What Makes a Good Response? An Empirical Analysis of Quality in Qualitative Interviews
This work provides grounded metrics for qualitative researchers and NLP developers to improve interview design and automated system evaluation, though it is incremental in validating existing measures.
The study tackled the problem of validating measures of interview response quality by evaluating 10 proposed metrics against their actual contribution to study findings, finding that direct relevance to a key research question was the strongest predictor, while clarity and surprisal-based informativeness were not predictive.
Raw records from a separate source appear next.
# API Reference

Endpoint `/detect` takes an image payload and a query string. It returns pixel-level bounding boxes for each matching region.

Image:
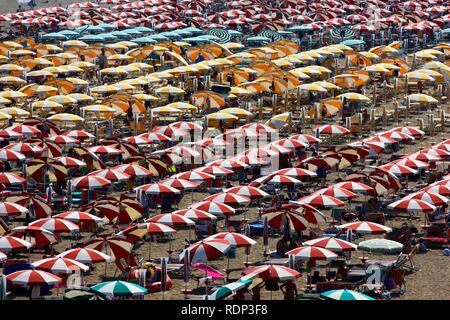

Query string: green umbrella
[358,239,403,254]
[320,289,375,300]
[340,39,366,46]
[207,280,252,300]
[91,281,148,297]
[41,32,69,40]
Qualitative interviews provide essential insights into human experiences when they elicit high-quality responses. While qualitative and NLP researchers have proposed various measures of interview quality, these measures lack validation that high-scoring responses actually contribute to the study's goals. In this work, we identify, implement, and evaluate 10 proposed measures of interview response quality to determine which are actually predictive of a response's contribution to the study findings. To conduct our analysis, we introduce the Qualitative Interview Corpus, a newly constructed dataset of 343 interview transcripts with 16,940 participant responses from 14 real research projects. We find that direct relevance to a key research question is the strongest predictor of response quality. We additionally find that two measures commonly used to evaluate NLP interview systems, clarity and surprisal-based informativeness, are not predictive of response quality. Our work provides analytic insights and grounded, scalable metrics to inform the design of qualitative studies and the evaluation of automated interview systems.